Home » Commentary » Opinion » Fat Tax unfair to fat and thin taxpayers alike
Was this really the best ‘big idea’ the health panel at the 2020 Summit could come up with? A new tax – how original! – on beer and cigarettes, which will also be imposed on fast food, so that the government can spend the extra revenue on so-called ‘prevention’ programs.
What is new is the plan to hypothecate the tax to pay for a new public health bureaucracy – a National Preventive Health Agency. There is an alarmingly Orwellian role envisaged for this new body, which will reportedly enforce 30 minutes of exercise in sedentary workplaces. It will also be responsible for promoting a ‘healthy lifestyle’ message, even though this is already being disseminated by a formidable array of existing government and quasi-government programs and organisations.
Before we embrace this latest attempt to tackle obesity and ‘lifestyle disease’, the provenance and implications of the Summit proposal demand closer inspection.
For 40 years, Australian governments have been spending millions of dollars on public health campaigns educating people about the lifestyle changes they need to make to protect and promote their own health. Some sections of the community – notably the sort of middle class people who descended on Canberra last weekend – have heeded this message. They have been improving their diets and taking up exercise. But many other people – especially those concentrated in lower-income communities – have remained immune to all this advice and cajoling. Their resistance is largely responsible for what some health professionals want to call an obesity ‘epidemic’.
Rather than being a new proposal, the latest idea for a ‘fat tax’ has been a long cherished goal among public health experts in the universities and the health bureaucracies. Since nagging hasn’t worked, they are now determined to force the recalcitrant lower orders to modify their lifestyles by pricing them out of the fast-food outlets.
Those who support these ideas point to the success of anti-smoking campaigns where nagging, combined with higher taxes, has driven substantial numbers of smokers to quite the habit. But there are some important differences between getting people to stop smoking and getting them to reduce their intake of fatty foods.
One is that tobacco is a specific, harmful product. It is easy to define what is and is not a noxious substance. This is not the case with fatty food. Are all hamburgers to be targeted? Is every helping of chips to be put on the red list? Is all fried chicken verboten?
A second problem, linked to this, is that you can’t stop eating in the way that you might stop smoking. It is not realistic to expect people to cut all animal fats out of their diet, nor should we try. Unlike smoking, the problem is therefore one of degree – it is not a binary issue.
Thirdly, as the adverts remind us, every cigarette you smoke is bad for you. But this is not true of every burger you eat. Less than quarter of the population smokes, but the great majority of us eat chips at one time or another.
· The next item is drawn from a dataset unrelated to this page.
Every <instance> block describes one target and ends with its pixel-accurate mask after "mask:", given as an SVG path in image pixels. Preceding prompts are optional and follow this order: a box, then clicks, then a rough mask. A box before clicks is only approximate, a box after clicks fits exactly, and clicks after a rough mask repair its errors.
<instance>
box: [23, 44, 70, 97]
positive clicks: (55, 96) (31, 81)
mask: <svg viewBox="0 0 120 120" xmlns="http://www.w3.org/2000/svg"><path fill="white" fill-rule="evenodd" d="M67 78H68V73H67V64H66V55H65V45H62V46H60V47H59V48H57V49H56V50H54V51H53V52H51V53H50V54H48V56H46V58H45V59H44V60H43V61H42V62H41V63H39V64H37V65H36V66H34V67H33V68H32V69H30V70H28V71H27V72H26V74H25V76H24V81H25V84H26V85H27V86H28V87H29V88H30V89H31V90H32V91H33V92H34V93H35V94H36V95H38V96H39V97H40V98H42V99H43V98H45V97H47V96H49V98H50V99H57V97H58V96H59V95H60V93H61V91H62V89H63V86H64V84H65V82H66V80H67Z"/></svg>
So when the government tries to tax what it defines as ‘fatty foods’ it is using a scattergun, not a rapier. We are all going to be hit.
One of the big problems with a fat tax, therefore, is that it will not just target the unhealthy behaviour of the overweight or obese. It will also penalize people who have heeded the healthy lifestyle message and who eat fast foods in moderation. Consumers who are doing no harm to themselves (and who are certainly not harming other people, for there is no equivalent here to the issue of ‘passive smoking’) will be targeted. The thin and the fat will be taxed alike!
And there are other problems too. Because poorer people eat more fatty food than middle class people do, fat taxes are inherently regressive. As with taxes on tobacco, alcohol, carbon-based energy and gambling, a fat tax will be imposed on the poor by more affluent sections of the population who have taken up a different (and in their view, more ‘wholesome’) lifestyle.
Put bluntly, the main aim of a ‘fat tax’ is to raise the price of fast food so that lower-income communities with the highest rates of obesity will be unable to afford to eat so much ‘junk’. But unless the price hike is substantial, it won’t work. A recent British study concluded that get even a small impact on eating habits, a fat tax would need to be as high as 15 or 20 per cent. To work, it’s going to have to hurt some financially vulnerable people.
And where will all this money go? The 2020 Summit proposal is that it should be spent on health prevention campaigns. So all those burger-eating proles will pay more for their food so the middle classes can use the money to nag them more effectively.
Even this, though, is unlikely to work. Major reports in both the UK and Australia have found that, despite decades of spending on prevention campaigns, levels of physical activity in these countries have not risen and obesity levels have continued to spiral. Yet undeterred by these failures, the faithful gathered at the Summit want to spend even more.
Nobody questions that governments have a legitimate role to play in informing the public about the lifestyle changes they need to make to reduce the risk of ill health. The point is that while governments have fulfilled this obligation many times over, many people continue to ignore this advice. Forcing people to pay a new regressive and unfair tax to pay for ‘prevention’ will only lead to even more taxpayers’ money being wasted promoting a lifestyle message to people who have chosen to disregard it.
Dr Jeremy Sammut is a Research Fellow at the Centre for Independent Studies, his paper False Promise of GP Super Clinics will be released by CIS in April.